Electric fields and conductors

[archaic]

Hello guys!
The electric field created by a conductor at a point $M$ extremely close to it is $\vec{E}=\vec{E_1}+\vec{E_2}$ where $\vec{E_1}$ is the electric field created by such a tiny bit of the conductor that we can suppose it to be a plane, and since $M$ is extremely close to the conductor such that the distance is really small compared to the size of the plane we further ahead assimilate it to an infinite plane and hence $\vec{E_1}=\frac{\sigma}{2\epsilon_0}$ and this is where I block, when we use Gauss' law on an infinite plane we also account for the electric fields on the other side of the cylinder (here our gaussian surface) i.e the part inside the conductor, but in the case of the conductor the electric field inside of it would be $\vec{0}$ and so $\vec{E_1}$ should be $\frac{\sigma}{\epsilon_0}$ (##E \pi r^2 + 0 + 0= \frac{\sigma \pi r^2}{\epsilon_0}##)
(I have no idea why latex isn't processing this ^)
I cannot see where I've gone wrong.

 

[Charles Link]

I think you are trying to put a Gaussian surface around a conductor that has a surface charge density $\sigma$. Applying Gauss' law, you get $\\$ $E (2 \pi r)L=\frac{\sigma (2 \pi r L)}{\epsilon_o}$ so that $E=\frac{\sigma}{\epsilon_o}$, (pointing radially outward). $\\$ This should come as no surprise, even though for an infinite sheet of charge $E=\frac{\sigma}{2 \epsilon_o}$.

 

[archaic]

I think you are trying to put a Gaussian surface around a conductor that has a surface charge density $\sigma$. Applying Gauss' law, you get $\\$ $E (2 \pi r)L=\frac{\sigma (2 \pi r L)}{\epsilon_o}$ so that $E=\frac{\sigma}{\epsilon_o}$, (pointing radially outward). $\\$ This should come as no surprise, even though for an infinite sheet of charge $E=\frac{\sigma}{2 \epsilon_o}$.

Not exactly that, Coulomb's theorem states that the electric field created by a conductor on a point M extremely close can represented as the sum of the field created by an element of surface (which the point is so close to and thus can be "seen" as an infinite sheet of charge density $\sigma$ resulting in $\vec{E_1}=\frac{\sigma}{2\epsilon_0}$ ) and the rest of the conductor.
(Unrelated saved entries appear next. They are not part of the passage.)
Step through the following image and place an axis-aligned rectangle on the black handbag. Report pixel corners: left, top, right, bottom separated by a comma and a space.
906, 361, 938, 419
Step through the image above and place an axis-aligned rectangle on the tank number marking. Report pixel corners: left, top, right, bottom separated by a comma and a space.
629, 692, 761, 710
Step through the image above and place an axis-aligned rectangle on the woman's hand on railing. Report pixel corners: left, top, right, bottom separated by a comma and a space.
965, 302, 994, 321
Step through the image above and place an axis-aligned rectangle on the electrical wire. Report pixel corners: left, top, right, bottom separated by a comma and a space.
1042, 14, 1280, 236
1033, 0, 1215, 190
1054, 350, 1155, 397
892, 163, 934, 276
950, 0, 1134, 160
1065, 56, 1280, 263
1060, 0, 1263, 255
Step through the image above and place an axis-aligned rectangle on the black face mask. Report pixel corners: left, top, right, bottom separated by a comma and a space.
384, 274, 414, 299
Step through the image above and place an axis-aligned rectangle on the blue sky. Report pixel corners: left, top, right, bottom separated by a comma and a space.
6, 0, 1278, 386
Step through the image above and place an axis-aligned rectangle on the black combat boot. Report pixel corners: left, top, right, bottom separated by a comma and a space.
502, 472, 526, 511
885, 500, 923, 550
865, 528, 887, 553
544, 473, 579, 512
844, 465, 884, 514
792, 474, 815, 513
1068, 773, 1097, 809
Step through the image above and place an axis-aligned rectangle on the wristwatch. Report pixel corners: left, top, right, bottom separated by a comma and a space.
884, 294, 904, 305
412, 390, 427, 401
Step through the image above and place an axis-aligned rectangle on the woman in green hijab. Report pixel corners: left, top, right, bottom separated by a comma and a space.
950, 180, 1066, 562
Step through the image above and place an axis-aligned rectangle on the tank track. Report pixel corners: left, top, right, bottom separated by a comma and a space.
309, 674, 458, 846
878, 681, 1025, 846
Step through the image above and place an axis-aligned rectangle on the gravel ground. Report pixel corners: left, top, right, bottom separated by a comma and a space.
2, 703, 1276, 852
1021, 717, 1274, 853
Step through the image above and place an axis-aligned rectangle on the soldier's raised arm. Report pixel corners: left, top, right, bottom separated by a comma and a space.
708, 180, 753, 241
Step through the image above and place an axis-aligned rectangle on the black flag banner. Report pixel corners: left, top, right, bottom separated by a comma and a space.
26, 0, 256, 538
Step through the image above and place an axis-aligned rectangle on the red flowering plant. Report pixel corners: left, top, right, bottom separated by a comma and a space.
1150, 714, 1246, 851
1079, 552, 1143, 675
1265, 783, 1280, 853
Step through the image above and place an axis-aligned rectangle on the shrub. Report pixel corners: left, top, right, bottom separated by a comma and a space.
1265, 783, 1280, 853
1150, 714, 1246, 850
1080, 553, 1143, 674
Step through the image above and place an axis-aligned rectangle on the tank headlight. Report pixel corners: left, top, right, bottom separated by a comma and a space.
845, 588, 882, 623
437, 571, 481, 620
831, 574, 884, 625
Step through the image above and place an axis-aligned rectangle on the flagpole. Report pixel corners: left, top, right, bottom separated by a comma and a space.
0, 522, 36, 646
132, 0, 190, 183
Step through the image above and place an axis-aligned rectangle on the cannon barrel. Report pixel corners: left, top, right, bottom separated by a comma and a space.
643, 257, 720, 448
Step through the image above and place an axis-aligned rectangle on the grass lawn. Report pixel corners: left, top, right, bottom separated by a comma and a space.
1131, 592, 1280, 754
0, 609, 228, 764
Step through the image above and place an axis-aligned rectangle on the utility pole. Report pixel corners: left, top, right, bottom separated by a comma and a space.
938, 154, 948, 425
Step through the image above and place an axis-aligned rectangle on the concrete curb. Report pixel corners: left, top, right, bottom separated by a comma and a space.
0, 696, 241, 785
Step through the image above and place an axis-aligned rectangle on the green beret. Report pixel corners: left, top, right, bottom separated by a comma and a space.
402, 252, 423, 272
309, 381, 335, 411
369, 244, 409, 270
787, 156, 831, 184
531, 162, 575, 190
My problem is with the field created by that one tiny element we've assimilated to be an infinite sheet because when applying Gauss' law with a cylinder as the Gaussian surface, the part of the cylinder that is *inside* the conductor will see no electric field and so, as I see it, $E_1 \pi r^2 + 0 + 0 = \frac{\sigma \pi r^2}{\epsilon_0}$ whereas this should be $\vec{E_1}=\frac{\sigma}{2\epsilon_0}$ apparently

 

[Charles Link]

Not exactly that, Coulomb's theorem states that the electric field created by a conductor on a point M extremely close can represented as the sum of the field created by an element of surface (which the point is so close to and thus can be "seen" as an infinite sheet of charge density $\sigma$ resulting in $\vec{E_1}=\frac{\sigma}{2\epsilon_0}$ ) and the rest of the conductor. My problem is with the field created by that one tiny element we've assimilated to be an infinite sheet because when applying Gauss' law with a cylinder as the Gaussian surface, the part of the cylinder that is *inside* the conductor will see no electric field and so, as I see it, $E_1 \pi r^2 + 0 + 0 = \frac{\sigma \pi r^2}{\epsilon_0}$ whereas this should be $\vec{E_1}=\frac{\sigma}{2\epsilon_0}$ apparently

$E_2$ is more difficult to solve for, but in the case of a cylinder, ir must be $E_2=\frac{\sigma}{2 \epsilon_o}$.